Genetically Engineering Stem Cells to Target HIV Infection
AIDS/HIV disease is a viral infection that destroys the immune response. The disease can be treated with drugs, however these drugs do not eliminate the virus from the body. Hence currently the patient must remain on these drugs for the remainder of their life. These drugs are expensive and often cause toxicities, thus an improved treatment strategy for this disease is needed. Our project proposes pre-clinical studies to advance towards clinical trial a stem cell-based method of enhancing the patient's own immune response against the virus. This approach involves identifying anti-HIV receptors that will be introduced into the patient's own blood-forming stem cells. These cells will then be transplanted back into the patient, and the new receptors in those cells will direct those cells to turn into mature white blood cells that kill other cells infected by the AIDS virus (HIV). Since stem cells are stable following transplant, this approach has the potential to provide long-term immune control of virus replication, and may require only one or a few administrations. In this project we will perform all of the necessary pre-clinical development and characterization of this approach, and complete all of the necessary regulatory steps to achieve regulatory approval to begin testing of this strategy in humans.

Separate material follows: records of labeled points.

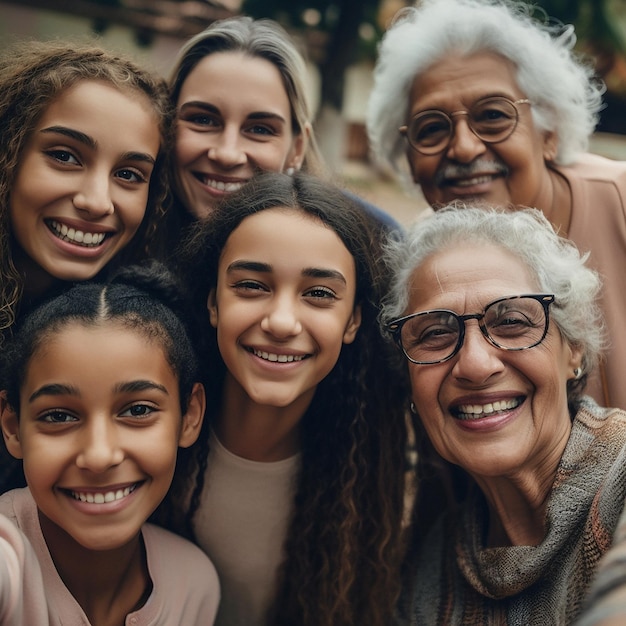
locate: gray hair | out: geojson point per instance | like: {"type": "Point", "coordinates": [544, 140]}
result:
{"type": "Point", "coordinates": [565, 94]}
{"type": "Point", "coordinates": [553, 261]}
{"type": "Point", "coordinates": [263, 38]}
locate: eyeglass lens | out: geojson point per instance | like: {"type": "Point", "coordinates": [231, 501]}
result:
{"type": "Point", "coordinates": [491, 119]}
{"type": "Point", "coordinates": [511, 323]}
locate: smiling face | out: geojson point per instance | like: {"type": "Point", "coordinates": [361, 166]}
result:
{"type": "Point", "coordinates": [512, 171]}
{"type": "Point", "coordinates": [81, 188]}
{"type": "Point", "coordinates": [284, 305]}
{"type": "Point", "coordinates": [530, 429]}
{"type": "Point", "coordinates": [99, 442]}
{"type": "Point", "coordinates": [234, 120]}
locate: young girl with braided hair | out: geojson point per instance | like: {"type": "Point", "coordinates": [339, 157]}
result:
{"type": "Point", "coordinates": [100, 392]}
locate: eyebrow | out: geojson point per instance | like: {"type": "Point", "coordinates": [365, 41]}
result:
{"type": "Point", "coordinates": [88, 141]}
{"type": "Point", "coordinates": [211, 108]}
{"type": "Point", "coordinates": [266, 268]}
{"type": "Point", "coordinates": [56, 389]}
{"type": "Point", "coordinates": [59, 389]}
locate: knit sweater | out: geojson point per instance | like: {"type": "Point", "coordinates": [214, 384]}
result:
{"type": "Point", "coordinates": [457, 579]}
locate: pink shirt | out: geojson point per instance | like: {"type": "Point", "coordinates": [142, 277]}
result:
{"type": "Point", "coordinates": [185, 585]}
{"type": "Point", "coordinates": [598, 225]}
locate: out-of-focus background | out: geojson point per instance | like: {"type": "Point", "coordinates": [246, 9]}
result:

The state of California and its economy are greatly impacted by AIDS/HIV disease. In 2007, the most recent year for which data is available, over 1100 Californians died from HIV disease. In 2008 nearly 68,000 Californians were living with an AIDS diagnosis. HIV infected individuals can be treated with anti-viral drugs, but these do not completely eradicate HIV from the body. Consequently HIV infected patients must remain on these drugs for the remainder of their life. These drugs agents are expensive and associated with toxicities. For these reasons a stem cell-based therapy that offered long-term control or elimination of HIV without the toxicities associated with current drug therapies would be advantageous. A stem cell-based treatment may have an additional advantage over current drug treatment in that it may need to be administered only once, or a limited number of times. Our proposed approach would provide a means to genetically engineer stem cells to enhance the patient's own immune response against the virus. It is possible that this approach could be used alone, or in conjunction with other therapies to provide improved control of HIV and prolong the life of the HIV infected patient.